Outstanding works by renowned national and international artists are represented in the collection, including Reinhold Begas, Antonio Canova, Edgar Degas, Max Klinger, Aristide Maillol, Constantin Meunier, Elisabet Ney, Auguste Rodin, Berthel Thorvaldsen, but also lesser-known artists. The sculptors Johann Gottfried Schadow and Christian Daniel Rauch ‒ protagonists of the Berliner Bildhauerschule (Berlin Sculpture School) are represented with extensive bodies of works and large segments of their estates that came to the museum.
Bernhard Maaz’s two-volume publication Nationalgalerie Berlin. Das XIX. Jahrhundert.
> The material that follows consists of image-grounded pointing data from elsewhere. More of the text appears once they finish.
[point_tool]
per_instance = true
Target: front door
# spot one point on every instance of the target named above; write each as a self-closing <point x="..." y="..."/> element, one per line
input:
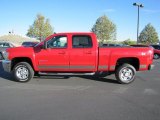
<point x="55" y="57"/>
<point x="83" y="54"/>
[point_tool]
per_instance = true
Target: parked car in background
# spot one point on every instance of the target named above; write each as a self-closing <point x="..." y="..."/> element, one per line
<point x="4" y="46"/>
<point x="29" y="44"/>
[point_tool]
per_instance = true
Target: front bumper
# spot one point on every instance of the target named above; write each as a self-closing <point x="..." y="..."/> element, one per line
<point x="6" y="65"/>
<point x="150" y="67"/>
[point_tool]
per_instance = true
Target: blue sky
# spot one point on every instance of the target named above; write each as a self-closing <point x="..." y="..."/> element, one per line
<point x="78" y="15"/>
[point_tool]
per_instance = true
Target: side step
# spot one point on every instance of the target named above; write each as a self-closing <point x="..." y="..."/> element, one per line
<point x="69" y="74"/>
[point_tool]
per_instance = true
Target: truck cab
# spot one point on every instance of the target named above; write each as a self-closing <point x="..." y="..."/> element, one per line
<point x="76" y="54"/>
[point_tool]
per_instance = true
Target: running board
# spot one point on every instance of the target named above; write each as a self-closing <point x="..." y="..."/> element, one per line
<point x="69" y="74"/>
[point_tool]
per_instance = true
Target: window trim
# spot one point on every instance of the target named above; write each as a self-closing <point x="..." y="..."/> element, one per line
<point x="59" y="47"/>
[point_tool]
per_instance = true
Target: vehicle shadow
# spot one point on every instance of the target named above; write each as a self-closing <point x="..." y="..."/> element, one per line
<point x="8" y="76"/>
<point x="100" y="79"/>
<point x="93" y="78"/>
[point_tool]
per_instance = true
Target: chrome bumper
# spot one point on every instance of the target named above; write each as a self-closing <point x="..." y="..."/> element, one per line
<point x="6" y="65"/>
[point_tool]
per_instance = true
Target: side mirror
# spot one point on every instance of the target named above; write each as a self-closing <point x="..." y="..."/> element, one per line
<point x="45" y="45"/>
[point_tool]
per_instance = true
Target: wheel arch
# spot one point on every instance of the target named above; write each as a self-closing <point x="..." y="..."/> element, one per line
<point x="129" y="60"/>
<point x="21" y="59"/>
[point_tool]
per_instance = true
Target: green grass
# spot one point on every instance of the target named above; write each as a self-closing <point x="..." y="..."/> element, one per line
<point x="16" y="39"/>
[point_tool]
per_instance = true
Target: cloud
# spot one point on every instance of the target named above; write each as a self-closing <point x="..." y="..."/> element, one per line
<point x="109" y="10"/>
<point x="148" y="11"/>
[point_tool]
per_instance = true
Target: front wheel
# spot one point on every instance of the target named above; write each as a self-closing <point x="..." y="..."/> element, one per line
<point x="23" y="72"/>
<point x="156" y="56"/>
<point x="125" y="74"/>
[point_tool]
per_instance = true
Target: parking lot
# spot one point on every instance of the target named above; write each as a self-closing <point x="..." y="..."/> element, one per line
<point x="81" y="98"/>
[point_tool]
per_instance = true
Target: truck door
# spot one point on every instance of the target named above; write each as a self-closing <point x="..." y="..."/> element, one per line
<point x="55" y="57"/>
<point x="83" y="54"/>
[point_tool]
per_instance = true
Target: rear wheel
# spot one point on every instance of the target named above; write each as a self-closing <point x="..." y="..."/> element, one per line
<point x="156" y="56"/>
<point x="125" y="74"/>
<point x="23" y="72"/>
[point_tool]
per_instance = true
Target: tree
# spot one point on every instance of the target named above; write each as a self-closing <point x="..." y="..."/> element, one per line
<point x="129" y="42"/>
<point x="148" y="35"/>
<point x="41" y="28"/>
<point x="104" y="29"/>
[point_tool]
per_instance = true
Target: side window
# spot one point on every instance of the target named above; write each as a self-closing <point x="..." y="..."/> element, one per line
<point x="57" y="42"/>
<point x="6" y="45"/>
<point x="81" y="41"/>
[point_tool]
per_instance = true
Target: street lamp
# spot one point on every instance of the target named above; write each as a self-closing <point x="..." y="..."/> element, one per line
<point x="139" y="6"/>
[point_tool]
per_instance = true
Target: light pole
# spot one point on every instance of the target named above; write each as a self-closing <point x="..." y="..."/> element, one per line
<point x="139" y="6"/>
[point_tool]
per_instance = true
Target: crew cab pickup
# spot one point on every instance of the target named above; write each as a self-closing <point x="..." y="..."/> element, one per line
<point x="76" y="54"/>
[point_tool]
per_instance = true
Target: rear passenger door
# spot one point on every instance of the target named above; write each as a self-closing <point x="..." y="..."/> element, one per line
<point x="83" y="54"/>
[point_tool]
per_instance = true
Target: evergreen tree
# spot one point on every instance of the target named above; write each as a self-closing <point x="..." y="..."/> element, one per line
<point x="41" y="28"/>
<point x="148" y="35"/>
<point x="104" y="29"/>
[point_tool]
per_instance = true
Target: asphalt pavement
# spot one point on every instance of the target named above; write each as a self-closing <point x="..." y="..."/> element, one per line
<point x="81" y="98"/>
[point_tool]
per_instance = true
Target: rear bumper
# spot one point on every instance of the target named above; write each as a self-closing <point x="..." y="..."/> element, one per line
<point x="150" y="67"/>
<point x="6" y="65"/>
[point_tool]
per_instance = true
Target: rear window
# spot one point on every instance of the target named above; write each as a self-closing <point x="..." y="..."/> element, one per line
<point x="81" y="41"/>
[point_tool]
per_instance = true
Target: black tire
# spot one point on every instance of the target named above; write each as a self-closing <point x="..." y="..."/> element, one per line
<point x="101" y="74"/>
<point x="23" y="72"/>
<point x="1" y="56"/>
<point x="125" y="74"/>
<point x="156" y="56"/>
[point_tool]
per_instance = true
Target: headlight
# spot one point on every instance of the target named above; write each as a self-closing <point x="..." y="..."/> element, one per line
<point x="5" y="55"/>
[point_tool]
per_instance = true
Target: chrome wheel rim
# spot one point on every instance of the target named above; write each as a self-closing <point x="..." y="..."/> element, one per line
<point x="156" y="56"/>
<point x="126" y="75"/>
<point x="22" y="73"/>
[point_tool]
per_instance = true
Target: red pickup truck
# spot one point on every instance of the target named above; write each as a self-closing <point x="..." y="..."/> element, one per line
<point x="76" y="54"/>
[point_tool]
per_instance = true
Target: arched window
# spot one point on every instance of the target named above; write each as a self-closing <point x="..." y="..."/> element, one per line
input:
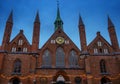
<point x="102" y="66"/>
<point x="17" y="67"/>
<point x="46" y="59"/>
<point x="60" y="80"/>
<point x="78" y="80"/>
<point x="60" y="58"/>
<point x="73" y="59"/>
<point x="15" y="81"/>
<point x="105" y="80"/>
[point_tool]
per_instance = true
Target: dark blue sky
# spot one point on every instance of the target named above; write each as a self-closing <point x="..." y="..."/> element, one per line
<point x="94" y="14"/>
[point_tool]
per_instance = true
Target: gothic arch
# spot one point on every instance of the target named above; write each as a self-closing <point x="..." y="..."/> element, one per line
<point x="105" y="80"/>
<point x="46" y="59"/>
<point x="61" y="73"/>
<point x="103" y="66"/>
<point x="17" y="66"/>
<point x="14" y="80"/>
<point x="73" y="59"/>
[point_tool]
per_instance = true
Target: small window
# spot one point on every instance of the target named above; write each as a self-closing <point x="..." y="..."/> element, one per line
<point x="17" y="67"/>
<point x="106" y="51"/>
<point x="20" y="42"/>
<point x="95" y="50"/>
<point x="24" y="49"/>
<point x="78" y="80"/>
<point x="19" y="49"/>
<point x="100" y="50"/>
<point x="13" y="49"/>
<point x="99" y="43"/>
<point x="52" y="41"/>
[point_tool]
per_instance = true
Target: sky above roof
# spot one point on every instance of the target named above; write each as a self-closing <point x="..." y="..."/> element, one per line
<point x="93" y="12"/>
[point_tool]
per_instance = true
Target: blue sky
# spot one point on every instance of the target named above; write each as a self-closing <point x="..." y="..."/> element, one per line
<point x="94" y="14"/>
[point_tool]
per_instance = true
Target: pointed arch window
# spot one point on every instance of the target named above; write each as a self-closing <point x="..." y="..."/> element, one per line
<point x="17" y="67"/>
<point x="102" y="66"/>
<point x="60" y="58"/>
<point x="20" y="42"/>
<point x="73" y="59"/>
<point x="78" y="80"/>
<point x="46" y="59"/>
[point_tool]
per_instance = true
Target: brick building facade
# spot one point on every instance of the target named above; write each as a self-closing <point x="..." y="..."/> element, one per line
<point x="59" y="61"/>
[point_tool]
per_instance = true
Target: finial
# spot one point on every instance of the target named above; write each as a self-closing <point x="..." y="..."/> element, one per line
<point x="58" y="3"/>
<point x="37" y="17"/>
<point x="80" y="20"/>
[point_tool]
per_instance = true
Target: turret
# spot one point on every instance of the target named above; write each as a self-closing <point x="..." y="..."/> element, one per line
<point x="36" y="33"/>
<point x="113" y="36"/>
<point x="82" y="35"/>
<point x="7" y="32"/>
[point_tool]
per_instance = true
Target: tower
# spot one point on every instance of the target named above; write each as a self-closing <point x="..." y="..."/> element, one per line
<point x="58" y="22"/>
<point x="36" y="33"/>
<point x="7" y="32"/>
<point x="113" y="36"/>
<point x="82" y="35"/>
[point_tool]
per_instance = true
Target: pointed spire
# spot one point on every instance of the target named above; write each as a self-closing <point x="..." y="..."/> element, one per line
<point x="10" y="18"/>
<point x="80" y="21"/>
<point x="37" y="20"/>
<point x="58" y="22"/>
<point x="110" y="24"/>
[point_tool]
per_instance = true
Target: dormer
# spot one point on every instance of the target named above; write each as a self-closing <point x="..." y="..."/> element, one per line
<point x="99" y="46"/>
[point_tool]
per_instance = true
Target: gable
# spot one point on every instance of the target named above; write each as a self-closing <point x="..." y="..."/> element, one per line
<point x="99" y="45"/>
<point x="60" y="39"/>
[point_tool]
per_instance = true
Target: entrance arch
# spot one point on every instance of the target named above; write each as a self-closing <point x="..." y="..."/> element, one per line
<point x="60" y="80"/>
<point x="105" y="80"/>
<point x="15" y="81"/>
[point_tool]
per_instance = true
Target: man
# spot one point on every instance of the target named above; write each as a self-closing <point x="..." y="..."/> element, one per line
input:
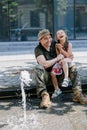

Bestandskatalog der Skulpturen (2006) was the first complete, scholarly study and annotated publication of the Nationalgalerie’s holdings. It encompasses 1465 works of sculpture dating from the periods between the French Revolution and the First World War. Works made in the most diverse materials were described without prioritisation of artistic recognition or the changing appreciation for different materials over time. In addition to the supposedly “noble” sculptural materials designed to last, such as marble and bronze, many works are made in fragile plaster and alabaster, in wax, clay, wood and ivory. They include original models, casts and one-of-a-kind objects, occasionally in different combinations and variously coloured versions.
The two-volume publication was produced over two decades. It sought to be a review of the increasingly complex collection, which was primarily affected by the reunification of the Staatliche Museen zu Berlin and the mergers of the holdings in East and West Berlin. It also includes all the works in the collection that are shown outside the Alte Nationalgalerie. Here, in particular, the Friedrichswerderschen Kirche (Friedrichswerder Church) – built by Karl Friedrich Schinkel not far from the Museumsinsel – should be noted. It has been used as a museum church and branch of the Alte Nationalgalerie for sculpture since 1987. In the same category are also the Nationalgalerie loans exhibited at the Christian Daniel Rauch-Museum in Bad Arolsen. Lost works and “Fremdbesitz” (third-party ownership) are omitted. These works are documented in separate catalogues. The annotated texts to the artworks in the print publication are currently being enhanced with new research findings, the works are being rephotographed, and they are successively placed online.